Statistics for M.L and D.S Vol-4:

In this article, i will cover the rest of probability concepts and its various types of distributions. In the last article, i have covered some basic concepts of probabilities like sample space, event, probability and sets, randomness, tree diagram to calculate the total number of events or sample spaces. This article is quite long as compared to the other ones. In this article, i will cover major topics of probability and will tell you about the probability distribution along with their implementation using python. So without wasting any further time, let's get started.

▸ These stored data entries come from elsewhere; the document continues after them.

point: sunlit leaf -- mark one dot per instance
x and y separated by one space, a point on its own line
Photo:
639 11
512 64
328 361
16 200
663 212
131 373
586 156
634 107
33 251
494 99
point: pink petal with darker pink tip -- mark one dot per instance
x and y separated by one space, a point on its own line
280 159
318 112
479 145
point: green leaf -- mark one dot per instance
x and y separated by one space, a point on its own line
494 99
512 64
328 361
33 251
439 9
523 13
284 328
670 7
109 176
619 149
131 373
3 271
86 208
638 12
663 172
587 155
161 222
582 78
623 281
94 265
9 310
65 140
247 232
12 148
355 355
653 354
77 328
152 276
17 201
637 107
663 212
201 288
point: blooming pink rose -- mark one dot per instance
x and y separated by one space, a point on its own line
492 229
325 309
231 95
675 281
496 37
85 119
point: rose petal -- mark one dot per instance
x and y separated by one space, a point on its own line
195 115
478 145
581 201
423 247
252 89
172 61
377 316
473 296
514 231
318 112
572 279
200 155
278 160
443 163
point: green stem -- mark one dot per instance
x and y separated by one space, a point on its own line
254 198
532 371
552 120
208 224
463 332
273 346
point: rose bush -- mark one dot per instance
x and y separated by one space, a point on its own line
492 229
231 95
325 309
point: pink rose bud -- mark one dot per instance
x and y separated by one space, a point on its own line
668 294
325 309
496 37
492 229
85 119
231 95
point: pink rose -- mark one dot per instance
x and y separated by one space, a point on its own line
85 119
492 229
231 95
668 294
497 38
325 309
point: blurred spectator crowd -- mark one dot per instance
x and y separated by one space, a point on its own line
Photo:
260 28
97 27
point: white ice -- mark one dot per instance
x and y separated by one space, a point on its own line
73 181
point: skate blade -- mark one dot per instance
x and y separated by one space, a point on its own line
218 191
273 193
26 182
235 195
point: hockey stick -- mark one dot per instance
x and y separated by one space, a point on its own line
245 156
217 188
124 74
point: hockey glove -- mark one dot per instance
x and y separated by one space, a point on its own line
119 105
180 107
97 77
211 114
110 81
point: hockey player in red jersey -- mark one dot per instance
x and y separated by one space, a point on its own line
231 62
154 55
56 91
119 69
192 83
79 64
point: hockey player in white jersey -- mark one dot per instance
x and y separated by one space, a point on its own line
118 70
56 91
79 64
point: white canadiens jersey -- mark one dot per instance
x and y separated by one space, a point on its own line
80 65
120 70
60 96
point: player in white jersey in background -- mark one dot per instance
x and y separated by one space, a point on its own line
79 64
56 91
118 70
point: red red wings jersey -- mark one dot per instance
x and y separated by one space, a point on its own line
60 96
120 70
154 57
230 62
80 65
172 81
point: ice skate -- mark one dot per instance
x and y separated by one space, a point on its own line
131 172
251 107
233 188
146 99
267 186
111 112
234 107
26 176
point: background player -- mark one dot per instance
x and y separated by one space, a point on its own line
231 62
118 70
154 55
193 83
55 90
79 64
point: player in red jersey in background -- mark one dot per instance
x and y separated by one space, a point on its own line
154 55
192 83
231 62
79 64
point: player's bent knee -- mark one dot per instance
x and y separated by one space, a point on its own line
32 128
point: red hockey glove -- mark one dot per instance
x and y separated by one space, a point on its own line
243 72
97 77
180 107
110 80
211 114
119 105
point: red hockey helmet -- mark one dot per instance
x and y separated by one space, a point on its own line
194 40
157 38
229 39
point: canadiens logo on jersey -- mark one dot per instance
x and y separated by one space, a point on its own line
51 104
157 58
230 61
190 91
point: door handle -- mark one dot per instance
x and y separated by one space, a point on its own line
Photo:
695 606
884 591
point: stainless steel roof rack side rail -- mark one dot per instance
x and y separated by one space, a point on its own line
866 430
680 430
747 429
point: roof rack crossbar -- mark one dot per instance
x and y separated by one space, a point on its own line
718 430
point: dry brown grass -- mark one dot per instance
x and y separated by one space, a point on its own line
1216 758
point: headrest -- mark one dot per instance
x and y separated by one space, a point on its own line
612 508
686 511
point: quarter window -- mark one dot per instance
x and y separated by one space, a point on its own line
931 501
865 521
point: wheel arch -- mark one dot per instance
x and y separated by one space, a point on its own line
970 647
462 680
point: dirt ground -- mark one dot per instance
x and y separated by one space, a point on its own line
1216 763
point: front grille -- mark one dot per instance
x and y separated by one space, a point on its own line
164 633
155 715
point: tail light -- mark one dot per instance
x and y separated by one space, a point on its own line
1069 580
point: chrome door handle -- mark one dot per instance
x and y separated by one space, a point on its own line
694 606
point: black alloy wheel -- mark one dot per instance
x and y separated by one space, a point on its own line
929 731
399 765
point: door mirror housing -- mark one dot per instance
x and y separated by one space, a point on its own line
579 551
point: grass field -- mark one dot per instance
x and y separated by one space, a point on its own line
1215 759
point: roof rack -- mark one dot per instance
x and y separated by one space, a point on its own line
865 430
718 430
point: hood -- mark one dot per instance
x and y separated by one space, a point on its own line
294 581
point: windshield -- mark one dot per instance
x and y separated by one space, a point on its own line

Here's the link of the last article:

Joint and Marginal Probability:

Counts of interesting phenomena from everyday life are often turned into proportions and interpreted as probabilities. We will cover two important types of probabilities that are encountered in this context.
Imagine you are at a beach and observe some tourists over there. You encountered three different activities which are mutually exclusive. People are resting, playing, and swimming. Furthermore, you distinguish by gender. So each person is a case in your data set, while gender and activities are variables. You end up with the following contingency table:

As you have encountered, 79 people are resting out of which 34 are males and 45 are females, 20 are playing out of which 12 are males and 8 are females, and 14 are swimming out of which 5 are males and 9 are females. There are few more female visitors than male visitors, 62-Female and 51-Male. These numbers are in fact row and column totals for each variable separately. Ther are located in the margins of tables so-called Marginal Values. In a table like marginal values represent account for a single variable without regarding any other variable. For instance, the number of people resting without regarding gender and vice versa. And the values regarding any other variable known as Joint Values. For instance, the number of males who are playing on a beach.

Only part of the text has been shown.